Cette hausse significative du nombre de candidats illustre les progrès enregistrés dans le secteur de l’éducation de base et les efforts déployés pour favoriser le maintien des enfants à l’école. Les autorités mettent également en avant l’augmentation constante de la participation des filles, considérée comme un indicateur important de l’inclusion et de l’équité dans le système éducatif national.

Dans son intervention, Raïssa Malu a souligné que ces résultats traduisent l’impact des réformes engagées par le gouvernement pour renforcer l’accès à l’éducation. Elle a insisté sur le rôle déterminant de la scolarisation des jeunes filles dans le développement du pays, estimant qu’aucune nation ne peut aspirer à un progrès durable sans une pleine participation des femmes à l’éducation.

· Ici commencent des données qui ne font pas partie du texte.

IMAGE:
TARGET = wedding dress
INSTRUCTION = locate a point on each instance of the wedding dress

Au-delà de l’évaluation des acquis, le TENASOSP constitue un outil stratégique d’orientation scolaire et professionnelle. Il permet d’identifier les aptitudes des apprenants afin de les orienter vers les filières des humanités ou vers le cycle court professionnel, en fonction de leurs compétences, de leurs centres d’intérêt et de leur projet d’avenir.

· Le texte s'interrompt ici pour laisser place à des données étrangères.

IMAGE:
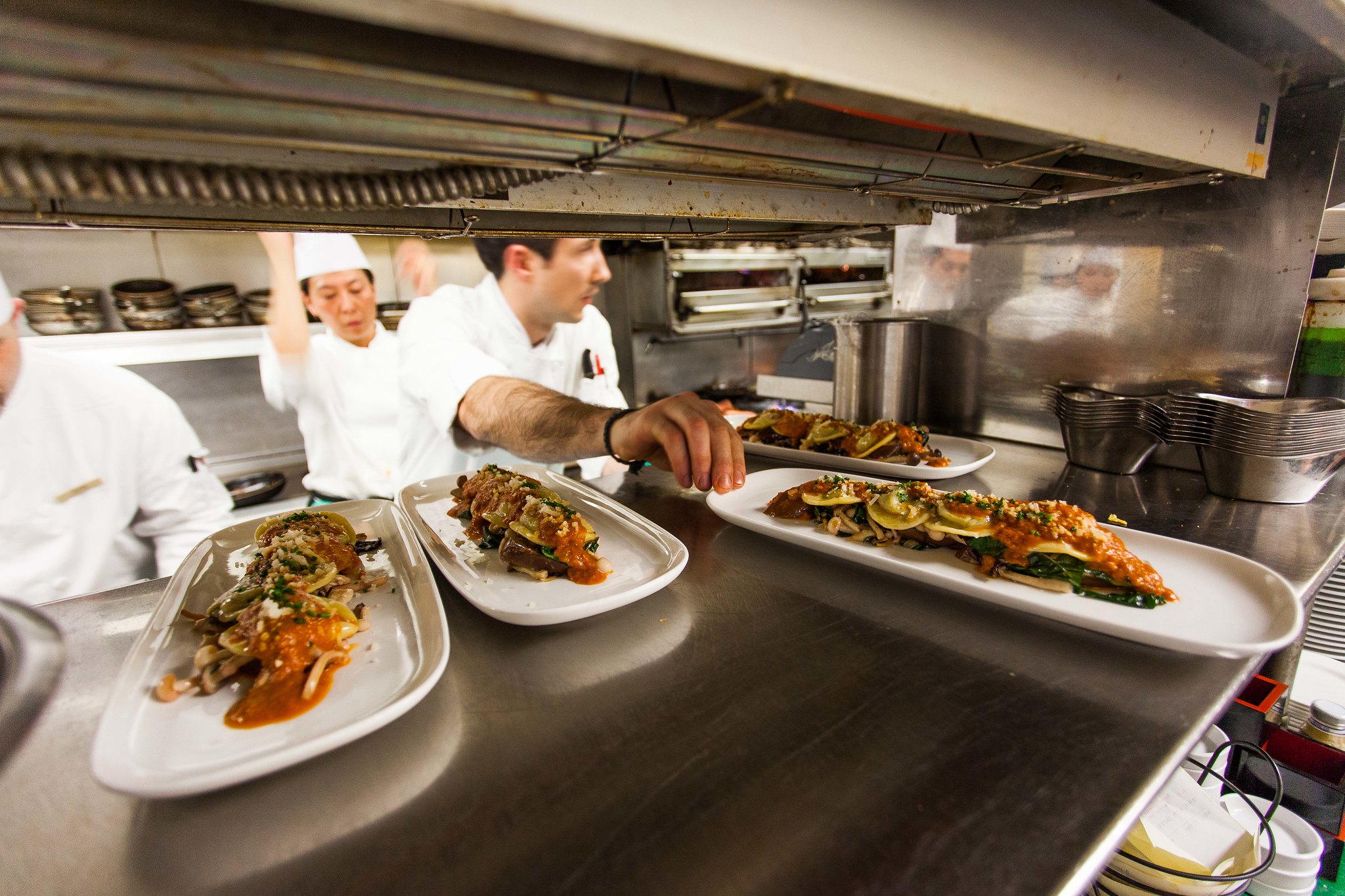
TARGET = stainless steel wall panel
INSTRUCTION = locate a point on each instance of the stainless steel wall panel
(1210, 284)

La ministre a également eu une pensée particulière pour les élèves vivant dans les régions affectées par les conflits armés et l’insécurité, notamment dans les zones sous occupation de la coalition AFC-M23. Saluant leur détermination, elle a rendu hommage à leur courage et à leur persévérance face aux difficultés qui entravent leur parcours scolaire.

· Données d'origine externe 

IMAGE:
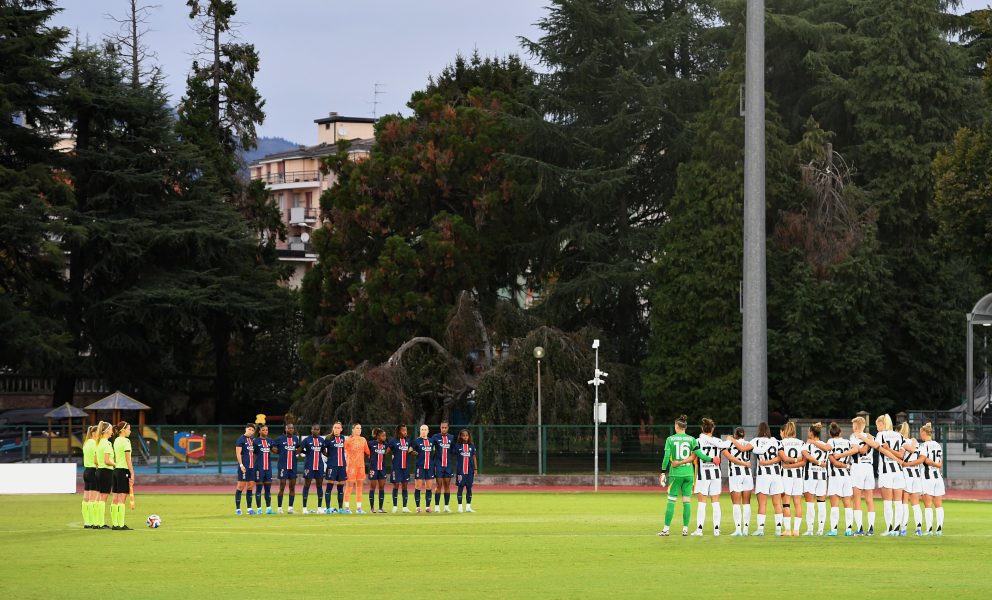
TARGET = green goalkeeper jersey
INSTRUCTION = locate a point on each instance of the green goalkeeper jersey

“Leur participation à ces épreuves malgré les déplacements, l’insécurité et les conditions de vie souvent précaires constitue un puissant symbole de résilience et d’espoir”, a-t-elle déclaré.

Lancé en 2022 dans le cadre de la réforme du système éducatif congolais, le TENASOSP s’est progressivement imposé comme un mécanisme clé d’accompagnement des élèves à la fin du cycle de l’éducation de base. En offrant une orientation mieux adaptée aux profils des apprenants, cet examen contribue à améliorer la qualité des parcours scolaires et à préparer plus efficacement l’insertion des jeunes dans la vie professionnelle.

La cérémonie de lancement s’est déroulée en présence de plusieurs personnalités du secteur éducatif ainsi que du gouverneur de Kinshasa, Daniel Bumba. Elle a marqué le début d’une étape importante pour des centaines de milliers de jeunes Congolais appelés à faire les premiers choix déterminants de leur avenir académique et professionnel.